RE: [RFC] /dev/ioasid uAPI proposal

"Tian, Kevin" <kevin.tian@xxxxxxxxx> · Tue, 1 Jun 2021 07:01:57 +0000

> From: Jason Gunthorpe <jgg@xxxxxxxxxx>
> Sent: Saturday, May 29, 2021 4:03 AM
> 
> On Thu, May 27, 2021 at 07:58:12AM +0000, Tian, Kevin wrote:
> > /dev/ioasid provides an unified interface for managing I/O page tables for
> > devices assigned to userspace. Device passthrough frameworks (VFIO,
> vDPA,
> > etc.) are expected to use this interface instead of creating their own logic to
> > isolate untrusted device DMAs initiated by userspace.
> 
> It is very long, but I think this has turned out quite well. It
> certainly matches the basic sketch I had in my head when we were
> talking about how to create vDPA devices a few years ago.
> 
> When you get down to the operations they all seem pretty common sense
> and straightfoward. Create an IOASID. Connect to a device. Fill the
> IOASID with pages somehow. Worry about PASID labeling.
> 
> It really is critical to get all the vendor IOMMU people to go over it
> and see how their HW features map into this.
> 

Agree. btw I feel it might be good to have several design opens 
centrally discussed after going through all the comments. Otherwise 
they may be buried in different sub-threads and potentially with 
insufficient care (especially for people who haven't completed the
reading).

I summarized five opens here, about:

1)  Finalizing the name to replace /dev/ioasid;
2)  Whether one device is allowed to bind to multiple IOASID fd's;
3)  Carry device information in invalidation/fault reporting uAPI;
4)  What should/could be specified when allocating an IOASID;
5)  The protocol between vfio group and kvm;

For 1), two alternative names are mentioned: /dev/iommu and 
/dev/ioas. I don't have a strong preference and would like to hear 
votes from all stakeholders. /dev/iommu is slightly better imho for 
two reasons. First, per AMD's presentation in last KVM forum they 
implement vIOMMU in hardware thus need to support user-managed 
domains. An iommu uAPI notation might make more sense moving 
forward. Second, it makes later uAPI naming easier as 'IOASID' can 
be always put as an object, e.g. IOMMU_ALLOC_IOASID instead of 
IOASID_ALLOC_IOASID. :)

Another naming open is about IOASID (the software handle for ioas) 
and the associated hardware ID (PASID or substream ID). Jason thought 
PASID is defined more from SVA angle while ARM's convention sounds 
clearer from device p.o.v. Following this direction then SID/SSID will be 
used to replace RID/PASID in this RFC (and possibly also implying that 
the kernel IOASID allocator should also be renamed to SSID allocator). 
I don't have better alternative. If no one objects, I'll change to this new
naming in next version. 

For 2), Jason prefers to not blocking it if no kernel design reason. If 
one device is allowed to bind multiple IOASID fd's, the main problem
is about cross-fd IOASID nesting, e.g. having gpa_ioasid created in fd1 
and giova_ioasid created in fd2 and then nesting them together (and
whether any cross-fd notification required when handling invalidation
etc.). We thought that this just adds some complexity while not sure 
about the value of supporting it (when one fd can already afford all 
discussed usages). Therefore this RFC proposes a device only bound 
to at most one IOASID fd. Does this rationale make sense?

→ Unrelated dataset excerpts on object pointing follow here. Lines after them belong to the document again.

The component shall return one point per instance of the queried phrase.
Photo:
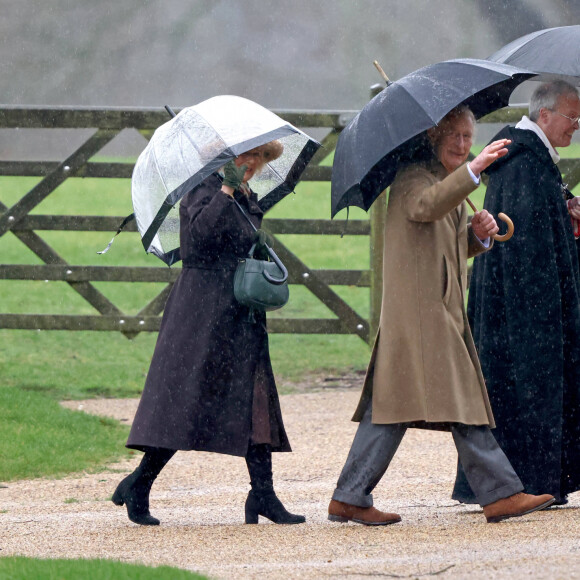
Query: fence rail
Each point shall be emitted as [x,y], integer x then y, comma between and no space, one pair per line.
[106,124]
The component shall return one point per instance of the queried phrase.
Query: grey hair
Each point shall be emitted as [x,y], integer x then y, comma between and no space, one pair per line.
[435,132]
[546,97]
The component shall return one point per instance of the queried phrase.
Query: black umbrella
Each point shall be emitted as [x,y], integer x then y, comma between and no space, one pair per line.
[551,52]
[390,129]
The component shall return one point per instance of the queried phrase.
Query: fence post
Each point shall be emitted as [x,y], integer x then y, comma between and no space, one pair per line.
[378,214]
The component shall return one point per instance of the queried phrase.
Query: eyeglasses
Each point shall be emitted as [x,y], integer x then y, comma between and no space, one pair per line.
[573,119]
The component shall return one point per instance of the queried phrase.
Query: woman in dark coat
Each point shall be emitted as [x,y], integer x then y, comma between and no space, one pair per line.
[210,385]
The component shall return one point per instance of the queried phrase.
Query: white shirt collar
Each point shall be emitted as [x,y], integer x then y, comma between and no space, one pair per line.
[527,124]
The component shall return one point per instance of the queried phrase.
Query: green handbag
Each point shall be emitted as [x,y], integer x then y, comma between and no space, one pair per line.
[261,284]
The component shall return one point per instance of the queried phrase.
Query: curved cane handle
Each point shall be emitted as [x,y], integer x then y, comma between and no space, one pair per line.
[505,237]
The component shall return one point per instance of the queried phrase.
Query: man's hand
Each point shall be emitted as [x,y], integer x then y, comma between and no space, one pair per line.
[574,207]
[483,224]
[488,155]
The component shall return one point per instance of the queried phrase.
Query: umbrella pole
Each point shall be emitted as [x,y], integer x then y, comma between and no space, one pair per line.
[504,218]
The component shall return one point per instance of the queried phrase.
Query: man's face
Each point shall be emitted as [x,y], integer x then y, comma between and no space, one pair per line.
[559,129]
[452,141]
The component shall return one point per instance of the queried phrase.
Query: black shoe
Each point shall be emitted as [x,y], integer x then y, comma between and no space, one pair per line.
[268,505]
[136,498]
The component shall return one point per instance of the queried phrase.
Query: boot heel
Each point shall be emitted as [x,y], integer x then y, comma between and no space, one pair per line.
[117,498]
[340,519]
[252,509]
[251,517]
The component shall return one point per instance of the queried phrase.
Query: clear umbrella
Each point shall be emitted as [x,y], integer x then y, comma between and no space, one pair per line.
[196,143]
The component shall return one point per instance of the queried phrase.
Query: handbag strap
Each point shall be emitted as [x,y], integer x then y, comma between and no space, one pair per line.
[245,215]
[270,251]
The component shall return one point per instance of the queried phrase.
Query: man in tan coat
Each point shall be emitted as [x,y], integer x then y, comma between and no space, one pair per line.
[424,371]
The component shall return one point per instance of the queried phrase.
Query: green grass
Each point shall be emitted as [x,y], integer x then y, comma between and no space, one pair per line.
[39,437]
[107,364]
[37,368]
[18,568]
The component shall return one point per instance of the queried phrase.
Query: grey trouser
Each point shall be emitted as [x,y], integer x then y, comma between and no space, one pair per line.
[488,470]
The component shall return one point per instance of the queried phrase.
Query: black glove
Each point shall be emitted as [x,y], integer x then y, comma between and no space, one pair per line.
[234,175]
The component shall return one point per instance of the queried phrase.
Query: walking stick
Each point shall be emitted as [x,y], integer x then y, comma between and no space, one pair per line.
[502,216]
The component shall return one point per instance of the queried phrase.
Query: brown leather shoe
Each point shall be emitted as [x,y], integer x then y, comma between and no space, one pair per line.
[516,505]
[344,512]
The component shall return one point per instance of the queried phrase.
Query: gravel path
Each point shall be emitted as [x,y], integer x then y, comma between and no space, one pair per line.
[199,498]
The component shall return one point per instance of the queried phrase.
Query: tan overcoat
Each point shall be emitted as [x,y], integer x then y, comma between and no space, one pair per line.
[424,366]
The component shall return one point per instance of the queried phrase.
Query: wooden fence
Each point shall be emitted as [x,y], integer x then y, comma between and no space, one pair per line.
[106,124]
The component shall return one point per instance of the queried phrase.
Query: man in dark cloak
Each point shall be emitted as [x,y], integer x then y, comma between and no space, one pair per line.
[524,302]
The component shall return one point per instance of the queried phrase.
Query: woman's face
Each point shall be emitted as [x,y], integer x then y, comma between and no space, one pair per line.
[453,140]
[253,160]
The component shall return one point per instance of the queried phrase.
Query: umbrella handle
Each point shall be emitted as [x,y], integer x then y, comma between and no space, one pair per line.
[505,237]
[504,218]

To the other end there was also thought whether we should make
a single I/O address space per IOASID fd. This was discussed in previous
thread that #fd's are insufficient to afford theoretical 1M's address
spaces per device. But let's have another revisit and draw a clear
conclusion whether this option is viable.

For 3), Jason/Jean both think it's cleaner to carry device info in the 
uAPI. Actually this was one option we developed in earlier internal
versions of this RFC. Later on we changed it to the current way based
on misinterpretation of previous discussion. Thinking more we will
adopt this suggestion in next version, due to both efficiency (I/O page
fault is already a long path ) and security reason (some faults are 
unrecoverable thus the faulting device must be identified/isolated).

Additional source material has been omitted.